Measure Elisp Object Memory Usage with Calipers

January 26, 2014

nullprogram.com/blog/2014/01/26/

A couple of weeks ago I wrote a library to measure the retained memory footprint of arbitrary Elisp objects for the purposes of optimization. It’s called Caliper.

https://github.com/skeeto/caliper

Note, Caliper requires predd, my predicate dispatch library. Neither of these packages are on MELPA or Marmalade since they’re mostly for fun.

The reason I wanted this was that I came across a post on reddit where someone had scraped 217,000 Jeopardy! questions from J! Archive and dumped them out into a single, large JSON file. The significance of the effort is that it dealt with some of the inconsistencies of J! Archive’s data presentation, normalizing them for the JSON output.

JEOPARDY_QUESTIONS1.json.gz (12MB, 53MB uncompressed)

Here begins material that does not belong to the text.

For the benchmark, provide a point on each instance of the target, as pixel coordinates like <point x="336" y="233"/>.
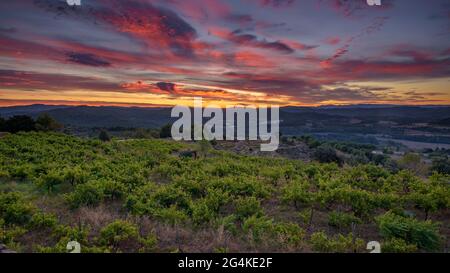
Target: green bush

When I want to examine a JSON dataset like this I have three preferred options:

Load it into a browser page and poke at it from JavaScript remotely with Skewer. With the JSON text weighing in at 53MB and with such a large object count, I decided this was too large for a browser page. It definitely could be done, it’s just that the browser is not the place to be working on large datasets.
Load it into Clojure. I’m familiar with Clojure’s data.json. This is not a bad choice, but there’s something else I always reach for first if I can.
Load it into Emacs using json.el (part of Emacs). This is what I ended up doing.

(defvar jeopardy
  (with-temp-buffer
    (insert-file-contents "/tmp/JEOPARDY_QUESTIONS1.json")
    (json-read)))

(length jeopardy)
;; => 216930

Here, jeopardy is bound to a vector of 216,930 association lists (alists). I’m curious exactly how much heap memory this data structure is using. To find out, we need to walk the data structure and sum the sizes of everything we come across. However, care must be taken not to count the identical objects twice, such as symbols, which, being interned, appear many times in this data.

Measuring Object Sizes

This is lisp so let’s start with the cons cell. A cons cell is just a pair of pointers, called car and cdr.

These are used to assemble lists.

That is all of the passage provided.